Dr. Yang Kun still keeps a shaky cellphone video he took six years ago. In the video, dense clouds scud down the mountainside like a tide of ink. The location is in Yadong County in China's Tibet Autonomous Region, on the border with India and Bhutan, hemmed in from the southwest side by the majestic Himalayas Mountain Range more than 7,000 meters in elevation. Dr. Yang didn't know clouds could climb that high, crossing the Himalayas to move from South Asia into China.
For someone who studies the climate system on the Tibet Plateau, this was a breakthrough. It would help Dr. Yang understand the correlation between atmospheric water exchange and precipitation.
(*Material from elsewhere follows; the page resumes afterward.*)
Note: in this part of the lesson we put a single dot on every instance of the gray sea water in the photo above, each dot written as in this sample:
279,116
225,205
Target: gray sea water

He's a professor at the Department of Earth System Science at Tsinghua University.
"The weather forecast of East Asia depends heavily on the Plateau," he said. "But the forecast is not very reliable. If we try, maybe we could improve the model," Dr. Yang recalls the words that his postdoctoral advisor told him two decades ago. "It's a lofty purpose," he laughs.
The Qinghai-Tibet Plateau lies at the heart of Asia – a vast area of land where the continent's weather is made, and where its great rivers flow from. So important that it's been given names such as "Asia's Water Tower," or the "Third Pole," with some of the Earth's most complex terrain and rich biodiversity.
"We try to monitor the climate pattern, build a model out of it to forecast a disaster," says Dr. Yang. His team has built several monitoring stations in Yadong to collect data on rain level, soil moisture and wind patterns. "The terrain is too complicated here. Disasters such as blizzards, landslides and mountain floods can be terrible. Our work might be helpful in mitigating the loss of property and lives." Their data will be used to perfect the current climate model and global water cycle observation satellites.
The work is as meaningful as it is dangerous. Some scientists have given their lives trying to understand the Tibetan Plateau. Its altitude, freezing temperature, harsh weather and geography can all be deadly. Dr. Yang Kun counts himself lucky.
"The glaciologists and limnologists' work is more dangerous," he said. "My team hasn't come across any accidents, but I worry every day," he said, on the verge of tears, standing up and waving his hands to discontinue the interview.
For once, the cool-headed scientist is dominated by his emotions.
Dr. Yang turns his back toward the camera to face the snow mountains, his head lifted, hands clasped in front of his chest as though to pray.
For him, and generations of scientists before him, a lifetime's research on the plateau may only be, at best, a small step toward solving nature's many unpredictable puzzles.
"It's tough work, but not miserable," he says as he finally he sits down again. "If one day, my work can help improve the current climate prediction model even just a little bit, that'd be my life-long dream, and I'm living the dream."